Réflexion faite, le paradoxe n’en est pas un : l’image publique est le nerf de la guerre des créateurs de contenus. Elle fait donc l’objet d’une attention minutieuse. En tant que journalistes, aborder un club d’esport est aussi un exercice d’humilité. La force de frappe médiatique de la Karmine Corp est telle que le club n’a besoin de personne pour s’adresser au grand public. Pourquoi prendre la peine de répondre à des questions quand on est soi-même un média ? Les influenceurs ne s’expriment que quand cela les arrange, jonglent avec les règles du on et du off aussi habilement que des professionnels de la politique. D’ailleurs, les médias traditionnels qui écrivent à leur sujet se cantonnent aux portraits et articles élogieux. Bref, ce petit milieu en pleine croissance nous a fait l’effet d’une citadelle paranoïaque.
Ce qui est clair, c’est que la génération Internet est sur le pont. Ses patrons ont moins de 30 ans, ils pèsent des millions d’euros et signent des contrats pluriannuels avec les plus grandes entreprises. En dehors de l’establishment économique et médiatique, Kameto et Prime ont fait émerger un petit empire du divertissement.

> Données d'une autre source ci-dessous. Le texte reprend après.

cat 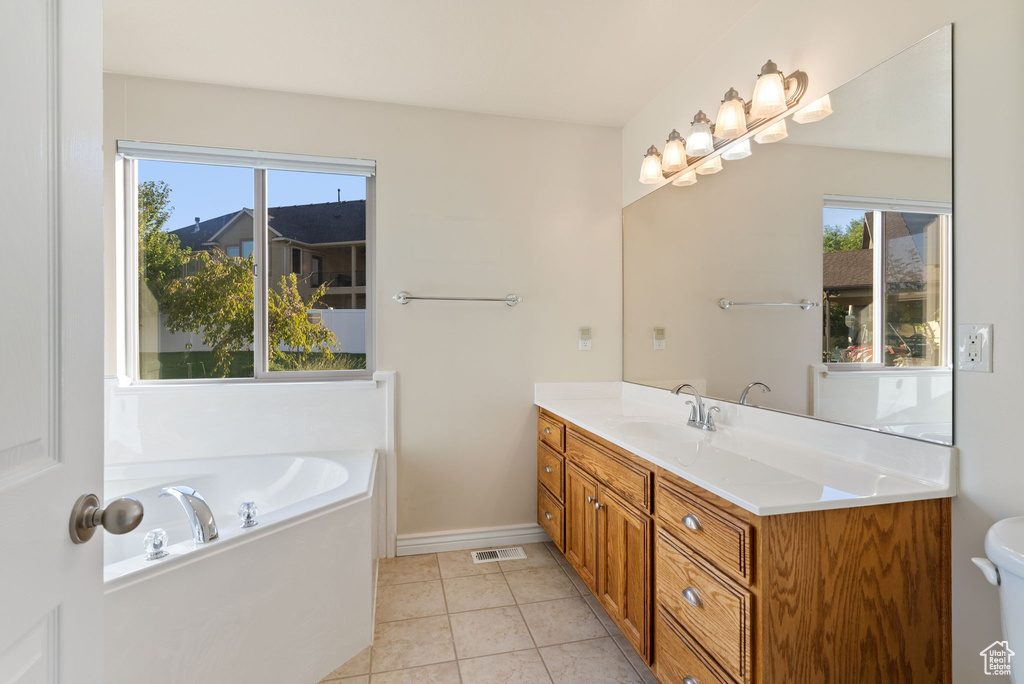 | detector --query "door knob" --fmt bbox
[68,494,142,544]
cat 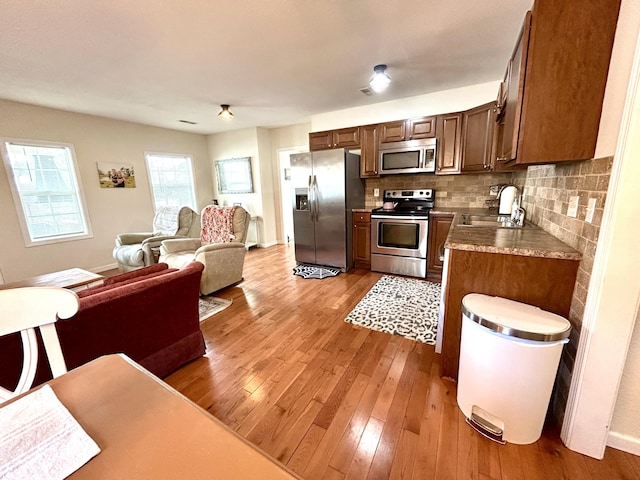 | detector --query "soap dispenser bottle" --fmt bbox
[498,185,518,216]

Méthodiquement, nous avons donc rencontré les acteurs de l’esport pour les faire parler de ce qu’il se passe quand les webcams s’éteignent. Et nous avons découvert que, derrière les récits enjoués d’une bande de copains, se cachent bien des secrets. Comme les entreprises traditionnelles avant elles, ces nouvelles sociétés découvrent, avec les millions d’euros de chiffres d’affaires, leur cortège de convoitises, de batailles d’actionnaires, de lettres d’avocat et de mises en demeure.